Rebecca Zisser / Axios
Nvidia has been best known for building chips powerful enough for 3-D graphics and serious gaming, which still accounts for about half of the company's business. One of the newest (and fastest growing) focus areas for the Silicon Valley chipmaker is powering the artificial intelligence needed for self-driving cars.
We caught up with Danny Shapiro, senior director of Automotive at Nvidia, before the company talks to the Senate Commerce Committee this week about getting automated vehicles on the roads faster.
Here are a few excerpts from our conversation:
How did Nvidia make the shift from graphics and gaming to self-driving cars?

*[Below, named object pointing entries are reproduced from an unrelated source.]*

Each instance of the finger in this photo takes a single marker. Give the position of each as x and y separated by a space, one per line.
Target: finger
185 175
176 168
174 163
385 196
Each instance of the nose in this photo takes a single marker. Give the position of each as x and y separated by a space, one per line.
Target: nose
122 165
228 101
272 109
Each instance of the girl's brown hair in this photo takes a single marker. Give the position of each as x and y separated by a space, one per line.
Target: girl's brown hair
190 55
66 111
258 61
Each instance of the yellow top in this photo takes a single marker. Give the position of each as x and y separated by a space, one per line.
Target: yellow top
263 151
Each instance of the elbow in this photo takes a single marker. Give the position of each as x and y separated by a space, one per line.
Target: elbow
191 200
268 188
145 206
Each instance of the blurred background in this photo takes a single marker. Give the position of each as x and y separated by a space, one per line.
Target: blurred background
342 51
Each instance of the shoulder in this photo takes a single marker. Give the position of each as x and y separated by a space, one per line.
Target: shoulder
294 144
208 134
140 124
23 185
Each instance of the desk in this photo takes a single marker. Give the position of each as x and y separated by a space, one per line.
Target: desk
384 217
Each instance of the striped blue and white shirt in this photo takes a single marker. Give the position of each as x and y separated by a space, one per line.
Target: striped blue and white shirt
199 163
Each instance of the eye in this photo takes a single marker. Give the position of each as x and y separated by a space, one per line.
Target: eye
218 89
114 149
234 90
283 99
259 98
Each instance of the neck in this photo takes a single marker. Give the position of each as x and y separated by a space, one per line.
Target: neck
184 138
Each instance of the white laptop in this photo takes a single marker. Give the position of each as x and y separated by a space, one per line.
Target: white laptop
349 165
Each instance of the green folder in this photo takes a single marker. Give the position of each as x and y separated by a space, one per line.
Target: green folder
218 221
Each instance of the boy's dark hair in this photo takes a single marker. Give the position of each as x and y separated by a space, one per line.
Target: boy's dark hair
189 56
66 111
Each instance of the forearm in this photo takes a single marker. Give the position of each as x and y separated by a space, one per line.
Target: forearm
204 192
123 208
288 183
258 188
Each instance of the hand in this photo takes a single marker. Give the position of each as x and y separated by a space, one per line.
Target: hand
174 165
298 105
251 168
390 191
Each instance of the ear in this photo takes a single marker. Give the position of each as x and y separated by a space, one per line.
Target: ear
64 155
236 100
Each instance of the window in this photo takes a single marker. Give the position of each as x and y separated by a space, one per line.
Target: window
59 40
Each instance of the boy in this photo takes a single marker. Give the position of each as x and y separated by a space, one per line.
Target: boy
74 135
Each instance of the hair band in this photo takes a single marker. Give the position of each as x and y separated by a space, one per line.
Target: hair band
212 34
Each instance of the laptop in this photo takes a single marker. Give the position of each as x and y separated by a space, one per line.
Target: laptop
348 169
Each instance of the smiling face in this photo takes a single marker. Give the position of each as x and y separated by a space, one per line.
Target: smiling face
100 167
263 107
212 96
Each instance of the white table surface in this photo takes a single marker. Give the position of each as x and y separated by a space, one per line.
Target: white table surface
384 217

Graphics is a computing-intensive operation and it turns out the types of algorithms used for AI — more specifically deep learning — are very closely aligned with the types of math used for 3-D graphics.... We've been involved with the auto industry for two decades. First, automotive designers used our technologies to design 3-D models of cars. As processors became more powerful, we had 3-D models to simulate certain conditions, like a virtual wind tunnel and crash tests.
Over the last 10 years we've been adding our technology inside the vehicle, like the infotainment screens powered by mobile processors that you see in Tesla, Audi, Lamborghini, Rolls Royce, Honda and Mini…. Then the big bang of AI came about due to access to data, new algorithms and GPUs with the horse power to be able to train and execute these neural networks so AI can take place in real time. We've been working with automakers and suppliers and sensor systems to build the systems that replace the driver.
How does your relationship with carmakers work?
We've built an AI super-computer specifically for the car — our DRIVE PX product. We are developing a car computer platform — the brain — that ties to the cloud because it needs to be able to train in the data center first and then be able to run the results in real time in the car. The automaker is developing the application layer and user interface, and the ultimate decision of how the car will drive is up to them.
The brain takes in massive amounts of information and performs trillions of operations per second and ultimately outputs two numbers: Am I accelerating or braking? Am I turning left or right? It's able to continually train the vehicle. It learns from the data, it gets smarter, can drive at higher speeds, can drive on different kinds of roads that it might not have been able to do when you first bought the car.
When will we see widespread adoption of self-driving vehicles?
The timeline is really a function of regulation. Right now you're allowed to have autopilot like Tesla and Audi is rolling out Level 3 autopilot (where a safety driver is present to intervene if necessary) this summer, but there is now where where it is legal to have Level 4 or Level 5 technology (with no human is present) on the road. In California, where we are doing a log of testing, there always has to be a driver behind the wheel and be able to take over at any time. That's not what a Level 4 is, that's certainly not what a Level 5 (fully autonomous) is, so I think we need to see new regulation.
I think what we're going to see is an accelerated timeline. We have a lot of partners talking about 2020, for example, Audi announced Level 4 automated driving based on Nvidia AI. We announced with Toyota (to release) within a few years.
What else should policymakers do to help all this along?
The obvious one is the need for unified standards across our country as opposed to 50 sets of rules or regs. That's going to be a nightmare and make it very challenging for anyone who wants to cross state lines in an autonomous vehicle.
How much will consumer safety concerns impact adoption?
We are focused very heavily on safety and cybersecurity. Cars on the roads today that have been hacked have basically nothing put in them to prevent hacking. We're building it in at the hardware level to ensure cars are as tamper-proof as they physically can be.
There's an opportunity to put standards in place — certification and validation is very important — we can use both real road tested miles and miles on private proving grounds. And simulated miles I think will be very key, which ironically almost comes back to the whole graphics side where it's almost like you're putting cars into a video game to stimulate hazardous situations that you wouldn't want to subject humans to — cars running red lights, children running in front of a speeding vehicle — and the use of simulation as a way to both train neural networks and test and validate them before deploying vehicles.